Une équipe de physiciens dirigée par le professeur Raphael Wittkowski de l'Université de Münster et le professeur Michael Cates de l'Université de Cambridge a mené une étude collaborative pour explorer comment cette vitesse dépendante de la direction affecte le comportement des systèmes de particules, notamment dans la formation d'amas.
Ils ont combiné des simulations informatiques avec une analyse théorique pour révéler de nouveaux effets de systèmes de particules actives dont les vitesses dépendent de l'orientation. Les résultats de la recherche ont été récemment publiés dans la revue Physical Review Letters.
D'un point de vue physique, il est intéressant de noter que des systèmes composés de nombreuses particules actives peuvent spontanément former des amas, même si les particules individuelles ne sont pas du tout attirées les unes vers les autres. En mesurant le mouvement des particules simulées, les chercheurs ont découvert un résultat particulièrement surprenant.
Le premier auteur, le Dr Stephan Bröker de l'Institut de physique théorique de l'Université de Münster, explique : « Normalement, à partir d'une moyenne statistique, les particules d'un tel amas restent là où elles sont. C'est pour cette raison que nous nous attendions à ce que ce soit également le cas ici.
Il existe une autre différence par rapport à la situation « normale » : les amas de particules formés dans les systèmes de particules actifs sont généralement circulaires. Cependant, parmi les particules étudiées, la forme de l'amas dépend de l'effet de l'orientation de la particule sur sa vitesse de propulsion, qui peut être précisée par l'expérimentateur.
Le co-premier auteur, le Dr Jens Bickmann, explique : "Au moins en théorie, nous pouvons organiser les particules dans la forme que nous souhaitons."

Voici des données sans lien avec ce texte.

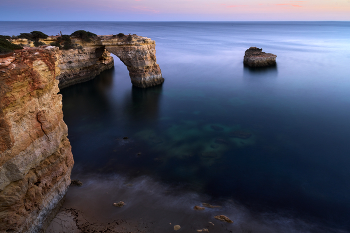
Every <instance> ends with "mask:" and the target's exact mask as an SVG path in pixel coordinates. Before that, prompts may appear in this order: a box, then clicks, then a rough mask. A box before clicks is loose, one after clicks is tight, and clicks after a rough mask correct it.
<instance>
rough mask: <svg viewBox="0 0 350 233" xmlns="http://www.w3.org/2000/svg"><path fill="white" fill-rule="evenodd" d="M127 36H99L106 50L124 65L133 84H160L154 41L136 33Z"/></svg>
mask: <svg viewBox="0 0 350 233" xmlns="http://www.w3.org/2000/svg"><path fill="white" fill-rule="evenodd" d="M127 38H128V37H126V38H118V37H113V36H104V37H101V39H102V44H103V45H104V46H105V48H106V50H107V51H108V52H110V53H113V54H115V55H116V56H117V57H119V59H120V60H121V61H122V62H123V63H124V64H125V65H126V67H127V68H128V70H129V75H130V79H131V83H132V84H133V85H134V86H136V87H141V88H146V87H151V86H156V85H159V84H162V83H163V82H164V78H163V77H162V73H161V70H160V68H159V65H158V64H157V59H156V48H155V47H156V44H155V42H154V41H153V40H151V39H149V38H146V37H141V36H136V35H133V36H131V35H130V36H129V38H130V39H129V40H128V39H127Z"/></svg>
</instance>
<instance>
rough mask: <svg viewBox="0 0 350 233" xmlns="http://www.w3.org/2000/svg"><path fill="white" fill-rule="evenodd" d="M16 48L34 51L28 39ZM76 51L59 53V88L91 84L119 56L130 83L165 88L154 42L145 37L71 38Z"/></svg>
mask: <svg viewBox="0 0 350 233" xmlns="http://www.w3.org/2000/svg"><path fill="white" fill-rule="evenodd" d="M57 38H58V37H57V36H52V37H48V38H47V39H40V42H42V43H44V44H47V45H49V44H50V43H52V42H55V41H56V40H57ZM12 43H14V44H21V45H23V46H29V47H32V46H33V43H32V42H31V41H28V40H27V39H14V40H12ZM72 44H74V45H75V48H74V49H69V50H59V53H58V67H59V68H60V70H61V71H60V74H59V75H57V79H58V80H59V81H60V82H59V87H60V88H64V87H67V86H70V85H73V84H76V83H79V82H84V81H88V80H90V79H92V78H94V77H96V76H97V75H98V74H100V73H101V72H102V71H104V70H106V69H110V68H112V67H113V66H114V64H113V63H114V61H113V57H111V56H110V53H113V54H114V55H116V56H117V57H118V58H119V59H120V60H121V61H122V62H123V63H124V64H125V65H126V67H127V68H128V70H129V75H130V79H131V83H132V84H133V85H134V86H136V87H141V88H146V87H151V86H155V85H159V84H162V83H163V82H164V78H163V77H162V72H161V70H160V68H159V65H158V64H157V59H156V49H155V46H156V45H155V41H153V40H151V39H149V38H147V37H142V36H137V35H129V36H122V37H118V36H112V35H110V36H99V37H97V38H93V39H92V40H91V41H89V42H86V41H84V40H81V39H78V38H72Z"/></svg>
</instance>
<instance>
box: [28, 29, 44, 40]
mask: <svg viewBox="0 0 350 233" xmlns="http://www.w3.org/2000/svg"><path fill="white" fill-rule="evenodd" d="M30 34H32V38H33V40H35V41H38V40H39V39H46V38H47V37H48V35H46V34H45V33H43V32H41V31H32V32H31V33H30Z"/></svg>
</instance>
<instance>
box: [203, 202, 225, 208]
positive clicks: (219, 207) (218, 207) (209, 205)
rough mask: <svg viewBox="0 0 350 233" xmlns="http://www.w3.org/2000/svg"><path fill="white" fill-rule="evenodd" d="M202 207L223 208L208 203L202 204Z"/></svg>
mask: <svg viewBox="0 0 350 233" xmlns="http://www.w3.org/2000/svg"><path fill="white" fill-rule="evenodd" d="M202 206H204V207H207V208H212V209H213V208H221V206H215V205H210V204H208V203H202Z"/></svg>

"Nous pouvons peindre avec eux, pour ainsi dire." Dans les simulations, les chercheurs ont observé des ovales, des triangles et des carrés. "Le Dr Michael Tverugt du groupe de Witkovsky est également co-auteur de l'étude. Pour les applications technologiques - par exemple, pour réaliser une matière programmable, il est nécessaire de pouvoir contrôler la façon dont les particules s'assemblent - et notre méthode le fait."
Contexte : Il existe de nombreux exemples de particules actives en biologie, comme les bactéries nageuses ou les oiseaux volants. De nos jours, il est également possible de réaliser des particules actives artificielles (nano- et microrobots) : par exemple, l'un des objectifs est de les implanter dans le corps humain pour une administration ciblée de médicaments.